The proposals:
- Harvard LabXchange Blockstore Proposal (Original)
- File-Oriented Blockstore Proposal (File)
- Blockstore Implementation Proposal (Database)
The Blockstore proposals are fairly long, so this doc tries to summarize some of the principle differences.
Collections
- All proposals center ownership, permissions, and licensing around the concept of a Collection.
- Each piece of content belongs to exactly one Collection.
- Examples:
- single course (possibly multiple runs)
- problem bank
- library of videos created by a video team
Differences: Collection Versioning
Original and Database Proposals
- Collections point to versioned content, and are also versioned as a whole.
File Proposal
- Collections point to versioned content, but the Collection itself is not versioned.
Content Primitives
- Identified by UUID.
- Versioned numerically (1, 2, 3, etc.)
- Tagging metadata is stored outside of the core Blockstore.

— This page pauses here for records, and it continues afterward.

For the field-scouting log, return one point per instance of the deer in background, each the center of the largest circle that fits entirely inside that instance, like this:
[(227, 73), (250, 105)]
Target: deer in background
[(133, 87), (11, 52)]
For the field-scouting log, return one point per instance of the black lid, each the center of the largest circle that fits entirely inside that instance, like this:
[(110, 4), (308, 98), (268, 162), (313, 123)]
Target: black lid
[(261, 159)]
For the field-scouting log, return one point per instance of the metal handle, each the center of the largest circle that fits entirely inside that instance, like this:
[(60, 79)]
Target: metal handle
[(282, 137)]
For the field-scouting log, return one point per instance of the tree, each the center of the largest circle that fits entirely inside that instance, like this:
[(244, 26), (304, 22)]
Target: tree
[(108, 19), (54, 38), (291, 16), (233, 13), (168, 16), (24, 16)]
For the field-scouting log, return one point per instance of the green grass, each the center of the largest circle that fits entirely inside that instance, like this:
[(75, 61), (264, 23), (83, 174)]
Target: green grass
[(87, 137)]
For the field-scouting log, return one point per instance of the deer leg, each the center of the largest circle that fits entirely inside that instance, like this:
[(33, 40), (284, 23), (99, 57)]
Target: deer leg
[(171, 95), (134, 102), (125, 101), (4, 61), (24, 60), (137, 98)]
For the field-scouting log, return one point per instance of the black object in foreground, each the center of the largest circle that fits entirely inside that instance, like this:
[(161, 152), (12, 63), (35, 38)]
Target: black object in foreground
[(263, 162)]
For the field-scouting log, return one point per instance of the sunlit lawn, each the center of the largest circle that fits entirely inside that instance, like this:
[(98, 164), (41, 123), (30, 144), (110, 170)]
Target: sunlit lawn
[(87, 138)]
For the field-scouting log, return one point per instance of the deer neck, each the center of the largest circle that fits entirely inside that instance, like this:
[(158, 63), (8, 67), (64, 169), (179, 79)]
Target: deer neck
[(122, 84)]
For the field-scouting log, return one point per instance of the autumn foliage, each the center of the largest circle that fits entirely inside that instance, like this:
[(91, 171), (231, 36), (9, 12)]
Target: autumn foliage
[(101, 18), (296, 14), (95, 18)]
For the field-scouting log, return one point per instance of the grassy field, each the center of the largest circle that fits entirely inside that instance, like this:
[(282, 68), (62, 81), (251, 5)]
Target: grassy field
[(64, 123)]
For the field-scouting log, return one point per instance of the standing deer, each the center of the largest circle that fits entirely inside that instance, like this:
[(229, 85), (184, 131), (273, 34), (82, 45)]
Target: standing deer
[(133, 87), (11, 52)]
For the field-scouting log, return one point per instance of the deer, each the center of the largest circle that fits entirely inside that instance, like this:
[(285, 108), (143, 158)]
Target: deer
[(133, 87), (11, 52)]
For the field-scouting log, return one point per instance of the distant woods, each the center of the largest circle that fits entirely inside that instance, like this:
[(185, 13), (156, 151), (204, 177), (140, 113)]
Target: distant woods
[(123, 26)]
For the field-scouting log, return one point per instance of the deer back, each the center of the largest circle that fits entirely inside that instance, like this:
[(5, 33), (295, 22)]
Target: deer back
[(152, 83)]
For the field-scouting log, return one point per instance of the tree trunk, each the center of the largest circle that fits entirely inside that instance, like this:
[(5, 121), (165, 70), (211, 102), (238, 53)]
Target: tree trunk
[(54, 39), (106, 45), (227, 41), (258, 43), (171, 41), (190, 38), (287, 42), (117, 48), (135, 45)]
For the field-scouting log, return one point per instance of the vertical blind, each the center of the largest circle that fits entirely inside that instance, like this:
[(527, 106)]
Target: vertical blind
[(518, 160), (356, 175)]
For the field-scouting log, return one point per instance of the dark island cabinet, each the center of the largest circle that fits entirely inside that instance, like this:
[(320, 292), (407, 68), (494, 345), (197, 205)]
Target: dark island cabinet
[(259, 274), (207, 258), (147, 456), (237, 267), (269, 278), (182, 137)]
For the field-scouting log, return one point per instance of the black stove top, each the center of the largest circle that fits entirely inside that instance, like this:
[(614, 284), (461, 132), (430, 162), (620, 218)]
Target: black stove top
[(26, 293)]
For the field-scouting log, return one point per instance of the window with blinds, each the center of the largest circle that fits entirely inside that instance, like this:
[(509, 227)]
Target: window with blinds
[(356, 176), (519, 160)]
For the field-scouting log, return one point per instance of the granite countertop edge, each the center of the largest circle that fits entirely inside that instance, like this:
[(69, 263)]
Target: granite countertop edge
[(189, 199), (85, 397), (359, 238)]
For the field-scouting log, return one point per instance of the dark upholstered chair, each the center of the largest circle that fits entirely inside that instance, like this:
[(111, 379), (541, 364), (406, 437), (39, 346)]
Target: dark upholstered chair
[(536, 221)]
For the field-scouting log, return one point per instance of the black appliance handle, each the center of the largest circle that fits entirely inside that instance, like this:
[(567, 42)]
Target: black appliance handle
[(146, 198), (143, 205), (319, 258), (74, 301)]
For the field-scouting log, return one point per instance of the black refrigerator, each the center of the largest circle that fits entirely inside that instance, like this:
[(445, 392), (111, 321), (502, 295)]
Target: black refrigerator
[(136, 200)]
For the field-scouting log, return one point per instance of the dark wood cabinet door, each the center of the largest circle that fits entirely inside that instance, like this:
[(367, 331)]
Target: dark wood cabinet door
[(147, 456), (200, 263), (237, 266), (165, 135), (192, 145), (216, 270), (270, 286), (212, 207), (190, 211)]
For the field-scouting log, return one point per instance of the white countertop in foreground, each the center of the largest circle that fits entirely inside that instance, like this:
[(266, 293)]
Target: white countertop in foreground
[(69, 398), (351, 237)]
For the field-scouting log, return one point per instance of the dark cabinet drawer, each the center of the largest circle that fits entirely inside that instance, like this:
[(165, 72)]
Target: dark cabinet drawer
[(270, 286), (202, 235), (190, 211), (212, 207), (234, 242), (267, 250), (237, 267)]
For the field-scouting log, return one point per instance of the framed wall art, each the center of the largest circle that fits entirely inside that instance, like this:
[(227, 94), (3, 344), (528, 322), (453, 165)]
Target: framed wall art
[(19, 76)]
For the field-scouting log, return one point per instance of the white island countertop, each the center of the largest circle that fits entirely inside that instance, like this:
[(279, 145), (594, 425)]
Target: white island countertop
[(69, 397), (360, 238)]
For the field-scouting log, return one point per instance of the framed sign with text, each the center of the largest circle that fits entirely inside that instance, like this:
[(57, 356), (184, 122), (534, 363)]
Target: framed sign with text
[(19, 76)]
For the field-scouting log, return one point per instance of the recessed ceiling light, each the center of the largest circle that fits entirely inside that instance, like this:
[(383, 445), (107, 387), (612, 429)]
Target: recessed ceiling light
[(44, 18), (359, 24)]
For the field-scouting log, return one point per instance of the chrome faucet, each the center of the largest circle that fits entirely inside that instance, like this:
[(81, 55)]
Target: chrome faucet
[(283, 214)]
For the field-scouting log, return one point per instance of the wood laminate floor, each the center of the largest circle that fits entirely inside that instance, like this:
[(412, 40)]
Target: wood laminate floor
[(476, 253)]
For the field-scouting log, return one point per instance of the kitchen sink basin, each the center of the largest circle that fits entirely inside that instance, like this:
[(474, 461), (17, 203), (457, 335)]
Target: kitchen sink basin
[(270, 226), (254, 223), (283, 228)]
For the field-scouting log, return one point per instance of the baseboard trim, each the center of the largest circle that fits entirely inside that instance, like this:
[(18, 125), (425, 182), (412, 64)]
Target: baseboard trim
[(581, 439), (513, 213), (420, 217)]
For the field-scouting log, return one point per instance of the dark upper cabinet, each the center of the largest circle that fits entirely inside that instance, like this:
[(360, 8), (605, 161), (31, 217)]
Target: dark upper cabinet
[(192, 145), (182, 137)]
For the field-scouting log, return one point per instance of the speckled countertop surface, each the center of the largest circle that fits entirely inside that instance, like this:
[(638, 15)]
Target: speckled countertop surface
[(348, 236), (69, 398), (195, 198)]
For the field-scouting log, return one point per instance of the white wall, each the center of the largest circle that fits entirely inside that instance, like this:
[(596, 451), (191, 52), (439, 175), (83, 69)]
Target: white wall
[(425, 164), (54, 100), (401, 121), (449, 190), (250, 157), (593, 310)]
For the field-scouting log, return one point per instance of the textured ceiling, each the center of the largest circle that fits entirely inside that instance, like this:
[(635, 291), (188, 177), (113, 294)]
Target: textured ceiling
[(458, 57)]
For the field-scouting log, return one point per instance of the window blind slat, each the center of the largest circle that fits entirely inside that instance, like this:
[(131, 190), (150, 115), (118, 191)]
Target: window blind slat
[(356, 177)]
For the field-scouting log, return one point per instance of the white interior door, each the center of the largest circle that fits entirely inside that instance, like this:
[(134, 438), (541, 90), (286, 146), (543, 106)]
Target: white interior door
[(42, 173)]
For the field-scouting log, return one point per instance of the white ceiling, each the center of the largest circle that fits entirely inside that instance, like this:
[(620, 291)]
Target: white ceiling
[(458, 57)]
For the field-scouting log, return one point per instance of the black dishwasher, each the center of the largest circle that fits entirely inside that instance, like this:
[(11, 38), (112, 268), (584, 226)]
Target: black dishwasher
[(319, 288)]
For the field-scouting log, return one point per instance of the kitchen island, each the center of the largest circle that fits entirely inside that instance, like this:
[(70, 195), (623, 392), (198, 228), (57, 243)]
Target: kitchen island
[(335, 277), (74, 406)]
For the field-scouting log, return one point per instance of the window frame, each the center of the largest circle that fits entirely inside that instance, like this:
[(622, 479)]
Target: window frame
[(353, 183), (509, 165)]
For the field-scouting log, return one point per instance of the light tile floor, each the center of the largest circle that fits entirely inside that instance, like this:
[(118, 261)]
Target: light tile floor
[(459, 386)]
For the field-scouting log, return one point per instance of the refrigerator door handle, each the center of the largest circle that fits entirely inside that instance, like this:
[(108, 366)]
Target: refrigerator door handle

Differences: OLX vs. Assets
Original and Database Proposals
- Separate models for Unit (i.e. a Studio Unit) and Files/Assets (e.g. images, PDFs, video files)

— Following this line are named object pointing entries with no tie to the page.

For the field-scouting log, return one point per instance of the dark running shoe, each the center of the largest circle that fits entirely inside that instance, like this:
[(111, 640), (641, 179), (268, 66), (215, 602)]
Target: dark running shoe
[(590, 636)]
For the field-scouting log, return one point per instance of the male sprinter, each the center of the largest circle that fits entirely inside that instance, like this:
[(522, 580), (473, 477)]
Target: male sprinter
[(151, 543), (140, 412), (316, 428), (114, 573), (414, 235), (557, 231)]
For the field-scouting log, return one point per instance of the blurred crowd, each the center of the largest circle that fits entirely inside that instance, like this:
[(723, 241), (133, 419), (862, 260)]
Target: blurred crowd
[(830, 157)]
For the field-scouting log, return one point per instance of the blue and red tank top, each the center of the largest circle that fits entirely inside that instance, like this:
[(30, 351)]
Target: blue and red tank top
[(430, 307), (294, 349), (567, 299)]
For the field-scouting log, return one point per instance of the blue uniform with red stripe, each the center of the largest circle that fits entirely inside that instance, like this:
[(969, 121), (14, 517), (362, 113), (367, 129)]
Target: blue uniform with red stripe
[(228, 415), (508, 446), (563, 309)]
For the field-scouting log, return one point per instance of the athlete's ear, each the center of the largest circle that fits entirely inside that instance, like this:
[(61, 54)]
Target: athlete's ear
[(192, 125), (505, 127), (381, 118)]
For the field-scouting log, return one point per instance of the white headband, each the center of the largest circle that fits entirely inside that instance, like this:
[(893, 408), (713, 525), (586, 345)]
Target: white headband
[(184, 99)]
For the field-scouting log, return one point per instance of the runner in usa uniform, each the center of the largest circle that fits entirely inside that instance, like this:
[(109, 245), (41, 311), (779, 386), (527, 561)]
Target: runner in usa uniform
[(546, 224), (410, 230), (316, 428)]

- Unit OLX content is stored in the database.
- Files/Assets live in an object store like S3, and are pointed to by rows in the database.

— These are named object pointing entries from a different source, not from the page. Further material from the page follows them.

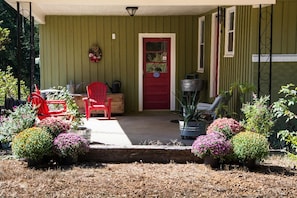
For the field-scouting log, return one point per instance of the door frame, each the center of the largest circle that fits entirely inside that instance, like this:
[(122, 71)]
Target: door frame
[(141, 36)]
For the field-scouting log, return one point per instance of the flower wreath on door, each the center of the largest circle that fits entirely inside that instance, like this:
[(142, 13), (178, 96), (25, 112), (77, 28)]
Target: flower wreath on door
[(95, 53)]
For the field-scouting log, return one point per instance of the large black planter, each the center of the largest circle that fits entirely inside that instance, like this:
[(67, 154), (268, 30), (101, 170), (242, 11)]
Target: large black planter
[(192, 130)]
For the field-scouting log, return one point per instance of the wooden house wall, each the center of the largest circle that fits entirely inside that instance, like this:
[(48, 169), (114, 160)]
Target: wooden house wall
[(65, 41), (284, 41)]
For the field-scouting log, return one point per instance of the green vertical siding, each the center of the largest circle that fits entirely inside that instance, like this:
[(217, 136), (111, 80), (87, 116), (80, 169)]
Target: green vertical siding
[(65, 41), (284, 41)]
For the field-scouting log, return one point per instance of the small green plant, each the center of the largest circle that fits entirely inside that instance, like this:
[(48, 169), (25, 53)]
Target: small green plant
[(189, 108), (33, 144), (72, 107), (21, 118), (54, 125), (4, 37), (70, 145), (9, 88), (284, 108), (250, 146), (228, 126), (258, 116)]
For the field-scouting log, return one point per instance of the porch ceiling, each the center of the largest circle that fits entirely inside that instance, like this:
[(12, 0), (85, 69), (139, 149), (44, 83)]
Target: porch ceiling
[(42, 8)]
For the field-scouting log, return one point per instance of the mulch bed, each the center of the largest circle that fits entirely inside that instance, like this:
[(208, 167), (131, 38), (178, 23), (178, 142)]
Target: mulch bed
[(93, 179)]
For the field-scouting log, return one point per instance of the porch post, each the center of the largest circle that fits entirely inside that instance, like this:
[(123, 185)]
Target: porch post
[(19, 62), (270, 54), (259, 49), (32, 51)]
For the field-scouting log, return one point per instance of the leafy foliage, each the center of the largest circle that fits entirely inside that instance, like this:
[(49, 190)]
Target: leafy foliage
[(8, 57), (258, 116), (250, 146), (4, 39), (189, 108), (283, 108), (21, 118), (54, 125), (9, 88), (33, 144)]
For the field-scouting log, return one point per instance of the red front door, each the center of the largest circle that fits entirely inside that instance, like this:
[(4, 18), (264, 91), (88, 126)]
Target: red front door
[(156, 78)]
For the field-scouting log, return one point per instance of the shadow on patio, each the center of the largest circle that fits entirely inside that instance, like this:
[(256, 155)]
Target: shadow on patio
[(136, 129)]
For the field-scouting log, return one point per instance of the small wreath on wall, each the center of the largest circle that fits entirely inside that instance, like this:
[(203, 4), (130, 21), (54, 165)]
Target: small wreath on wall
[(95, 53)]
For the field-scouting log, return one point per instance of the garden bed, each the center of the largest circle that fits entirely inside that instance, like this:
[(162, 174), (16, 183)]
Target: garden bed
[(274, 178)]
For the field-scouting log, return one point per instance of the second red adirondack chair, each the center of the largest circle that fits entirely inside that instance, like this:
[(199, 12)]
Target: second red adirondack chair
[(97, 99)]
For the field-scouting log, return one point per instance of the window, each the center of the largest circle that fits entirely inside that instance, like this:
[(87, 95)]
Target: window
[(230, 32), (201, 43)]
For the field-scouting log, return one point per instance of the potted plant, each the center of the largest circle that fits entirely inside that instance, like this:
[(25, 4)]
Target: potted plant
[(192, 123), (228, 126), (212, 147)]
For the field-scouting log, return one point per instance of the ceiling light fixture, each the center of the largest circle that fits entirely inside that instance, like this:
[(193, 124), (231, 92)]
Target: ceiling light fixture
[(131, 10)]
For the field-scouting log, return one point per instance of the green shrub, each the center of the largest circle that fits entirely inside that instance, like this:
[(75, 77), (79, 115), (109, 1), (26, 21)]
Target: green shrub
[(21, 118), (9, 86), (285, 108), (258, 116), (250, 146), (33, 144), (54, 125)]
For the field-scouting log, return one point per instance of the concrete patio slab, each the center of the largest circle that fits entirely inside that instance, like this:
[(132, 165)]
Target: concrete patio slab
[(146, 127)]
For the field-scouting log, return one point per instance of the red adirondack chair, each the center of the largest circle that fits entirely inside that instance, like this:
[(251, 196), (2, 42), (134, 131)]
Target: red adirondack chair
[(97, 100), (43, 106)]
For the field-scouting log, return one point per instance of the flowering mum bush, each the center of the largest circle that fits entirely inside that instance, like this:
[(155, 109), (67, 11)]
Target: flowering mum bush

- All metadata about Units and Assets are stored in the database.
- Assets used by a Unit are tied together in the database using Links.
- Advantages
- Access to OLX has better latency guarantees, particularly for multi-gets.
- Transactions make it easier to guarantee atomic operations involving many Units/Links/etc.
- Able to track usage at a fine granularity (e.g. what are all the places this exact version of this image is used?) without requiring external indexing like Elasticsearch.
File Proposal
- All content is stored in Content Bundles, which is like a small directory of files.
- The OLX for a Unit would go into an XML file in a ContentBundle.
- All Bundle content is stored in an S3-like object store.
- Metadata about what content constitutes a particular version is in the object store, not the database.
- Assets used by the Unit would go into the same ContentBundle.
- Advantages
- Units are more self contained.
- Easier to adapt for use cases outside of Open edX, since ContentBundles don't assume an OLX/Assets divide.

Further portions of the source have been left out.